Here’s the Math on Whether You Can Save Money by Heating Your Home With a Fireplace

The first apartment my future wife and I moved into was an old railroad-style building that was heated by an old-fashioned gas stove in the kitchen. During the winter months, when the machine was at full throttle, the temperature of the kitchen was about the same as that of the sun, and the living room, two rooms down, was like the surface of Pluto. And when we received our first utility bill, our souls briefly left our bodies.

And compared to today, energy was cheap back then. As the cost (checks notes) of everything has risen, heating our homes has become what scientists call “insanely expensive.” The cost of electricity and gas has skyrocketed in just the last year, leaving many people with insolvent utility bills and ice houses.

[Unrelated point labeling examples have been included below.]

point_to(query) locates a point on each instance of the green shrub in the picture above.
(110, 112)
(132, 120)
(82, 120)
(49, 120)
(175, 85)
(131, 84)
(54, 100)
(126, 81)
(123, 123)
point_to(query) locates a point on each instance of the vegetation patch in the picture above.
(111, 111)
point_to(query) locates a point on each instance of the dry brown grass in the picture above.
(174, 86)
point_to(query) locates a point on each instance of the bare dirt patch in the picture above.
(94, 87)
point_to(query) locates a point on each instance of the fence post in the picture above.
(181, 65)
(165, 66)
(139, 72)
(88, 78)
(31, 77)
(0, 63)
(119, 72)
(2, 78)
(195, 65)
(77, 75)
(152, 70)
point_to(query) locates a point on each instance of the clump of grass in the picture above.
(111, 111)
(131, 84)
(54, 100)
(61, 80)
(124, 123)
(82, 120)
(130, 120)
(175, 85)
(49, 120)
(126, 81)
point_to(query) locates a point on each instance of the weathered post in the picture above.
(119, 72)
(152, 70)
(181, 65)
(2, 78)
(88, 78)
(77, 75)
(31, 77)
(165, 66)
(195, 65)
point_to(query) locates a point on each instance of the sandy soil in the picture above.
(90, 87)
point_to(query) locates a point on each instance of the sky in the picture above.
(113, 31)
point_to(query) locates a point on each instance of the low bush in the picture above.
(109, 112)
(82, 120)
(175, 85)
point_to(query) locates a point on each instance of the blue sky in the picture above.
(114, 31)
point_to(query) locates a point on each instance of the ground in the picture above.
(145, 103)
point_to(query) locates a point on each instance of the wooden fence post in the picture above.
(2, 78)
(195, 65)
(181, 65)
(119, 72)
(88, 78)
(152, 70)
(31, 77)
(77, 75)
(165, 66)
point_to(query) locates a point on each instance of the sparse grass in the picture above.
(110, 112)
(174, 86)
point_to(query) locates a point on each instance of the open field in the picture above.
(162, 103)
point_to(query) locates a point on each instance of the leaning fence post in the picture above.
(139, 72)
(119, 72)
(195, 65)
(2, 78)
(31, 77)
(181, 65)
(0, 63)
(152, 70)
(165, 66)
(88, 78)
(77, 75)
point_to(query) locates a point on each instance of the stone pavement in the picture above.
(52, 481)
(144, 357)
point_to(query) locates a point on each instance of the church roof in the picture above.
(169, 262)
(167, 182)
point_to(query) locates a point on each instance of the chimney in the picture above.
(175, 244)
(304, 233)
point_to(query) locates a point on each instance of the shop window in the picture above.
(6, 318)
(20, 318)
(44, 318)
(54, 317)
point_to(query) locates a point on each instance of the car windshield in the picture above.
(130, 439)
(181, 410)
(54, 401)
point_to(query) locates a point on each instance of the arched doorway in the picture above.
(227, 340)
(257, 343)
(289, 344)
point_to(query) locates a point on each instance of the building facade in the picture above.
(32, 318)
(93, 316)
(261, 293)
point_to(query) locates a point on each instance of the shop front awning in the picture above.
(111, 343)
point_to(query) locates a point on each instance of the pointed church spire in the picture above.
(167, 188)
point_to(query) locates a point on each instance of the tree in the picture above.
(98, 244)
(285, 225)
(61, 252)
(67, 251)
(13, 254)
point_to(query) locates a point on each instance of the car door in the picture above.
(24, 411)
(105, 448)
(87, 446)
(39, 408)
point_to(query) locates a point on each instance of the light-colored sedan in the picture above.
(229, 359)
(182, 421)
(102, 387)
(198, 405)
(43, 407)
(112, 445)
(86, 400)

If you’re facing high heating bills but your home has a wood-burning fireplace that seemed like a nice accessory when you bought it, it’s natural to wonder if it’s possible to go back a century and save a lot of money by burning wood instead of relying on a boiler. , oven or baseboard heat to keep warm. After all, gas and electricity are expensive, wood is relatively cheap, and several million people in the United States still rely on wood as their primary or secondary heating method, so heating your home with wood is certainly viable. The question is whether it makes economic sense.

Cord cost

Assuming you have a fireplace in good condition that can be fired up immediately, the first question is how much wood will it cost you to heat your house. If you live in a rural area and have access to free wood, your cost will be in time and effort, not money, but consider the fact that the wood must be seasoned and dried. Burning damp, “green” wood is much more difficult and much less energy efficient. Seasoning firewood takes at least a year, and firewood should be stored above ground and in a sheltered area where it doesn’t get wet every time it rains.

If you need to buy wood, your costs will vary depending on local prices and how large a space you need to heat. In general, you need about three bundles of firewood to heat 1,000 square feet of interior space throughout the cold winter. Wood cord is a 128 cubic foot stack of wood – usually a 4x4x8 foot stack. Typically a cord made of wood will cost you around $300 on average , although prices will certainly vary depending on where you live.

So if you have a 2,000-square-foot home, you’ll need six bundles of wood (and a place to store them properly) and that will cost you roughly $2,000. This can be a significant savings over your gas or electricity bill.

Efficiency

While buying wood to heat your home can be cheaper than buying gas or electricity, that’s not all because open wood fireplaces are incredibly inefficient.

There are two dimensions here. The first is the combustion efficiency of the fireplace, which describes the ability of your fireplace to turn wood into heat. But most of the heat your fireplace produces doesn’t get into your home. The overall efficiency of a fireplace measures how much heat actually goes in rather than out the chimney. Combustion efficiency is always much higher – the overall efficiency of a traditional wood-burning fireplace is typically around 10 percent . You can add glass doors to the fireplace to bring that number up to a whopping 20 percent.

This means that most of your heat goes straight up the chimney. When the fire heats the air in the hearth, the air rises, creating drafts that carry the air out of the room along with it. It can actually make your room feel colder , which is one of the reasons why people are often depicted sitting close to a roaring fire, wrapped in blankets. And if you only use your fireplace in one part of the house and rely on other heat sources for the rest, it can actually increase your heating costs if you don’t have a zoned heating system that allows you to isolate the fireplace area from the rest. Houses.

A fireplace insert can help

If you’re only trying to heat one small room with a wood burning fireplace, you might be fine. But if you’re trying to heat a larger space, efficiency issues will ruin your wood budget.

One solution, if you can afford it, is a fireplace insert. This is a self-contained sealed unit that installs inside your existing fireplace, typically with a stainless steel chimney lining. These inserts burn wood, but they do so much more efficiently , reaching an overall efficiency of over 70% and sometimes even over 80%. They can be expensive (from $2,000 to almost $5,000 or more, not including installation), so you’ll have to do some math to get your investment back. But inserting wood or pellets can make using wood as a source of heating fuel a viable option for your home.

Fireplaces are cool, cozy, and even useful, but if you’re looking to overhaul your budget with free chopping and heating your home like a 19th-century pioneer, calculate those numbers very carefully. Heating your home with a wood burning fireplace is not a hassle in terms of budget.